Et un beau jour, on découvre le cinéma de Guy Gilles. On tombe des nues : ça existait, ces films existaient, et on n’en savait rien ? Ce cinéaste a vécu, et on n’avait jamais entendu son nom ? L’ardent recueil d’images et de sons dont il est l’auteur n’avait donc pas réussi à se frayer une place parmi les œuvres qui comptent aux yeux des cinéphiles français ?

En son temps, pourtant, il eut des admirateurs, parmi ses pairs (Marguerite Duras) comme chez les critiques (Jean-Louis Bory). En 1973, Absences répétées reçut le Prix Jean-Vigo. Mais Gilles était loin de faire l’unanimité. Trop sentimental, sans doute. Même Vecchiali, duquel son cinéma est pourtant proche (lyrisme désuet et vitalité formelle, sympathie pour les marginaux et les vieilles bourgeoises, tempérament libertaire et refus des étiquettes sexuelles), a déclaré de lui que c’était de la « sensiblerie » — c’est dire.

La poétique de Guy Gilles repose sur une approche très personnelle, et même très intime, de l’image et du montage. Une accumulation d’instantanés — d’êtres, de lieux, de choses — déconnectée de l’action, donnant l’impression de vouloir arrêter le temps qui court, en tout cas d’en saisir des bribes avant qu’il n’ait fui. Comme on collectionne les photos. A l’excès, jusqu’à l’ivresse, parfois la nausée.

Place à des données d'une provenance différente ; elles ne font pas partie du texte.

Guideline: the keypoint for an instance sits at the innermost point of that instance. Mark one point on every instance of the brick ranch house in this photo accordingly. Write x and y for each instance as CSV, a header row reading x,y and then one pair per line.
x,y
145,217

Comme Camus, Gilles ne cachait pas sa nostalgie pour l’Algérie de son enfance (mais lui reconnaissait, faut-il le préciser, son droit à l’auto-détermination). Comme Camus, la révolte est chez lui presque plus métaphysique que sociale. Spleenétique, même. Ses films sont peuplés de jeunes hommes plus ou moins neurasthéniques et tentés par la fugue, ou le suicide — le seul « problème philosophique vraiment sérieux », comme disait l’autre… Mais ce sont aussi des marginaux, nulle part à leur place dans la société. En cela, le cinéma de Gilles, tout sauf bourgeois, est bien plus politique qu’il n’y paraît. Secrètement mais puissamment sexuel, aussi.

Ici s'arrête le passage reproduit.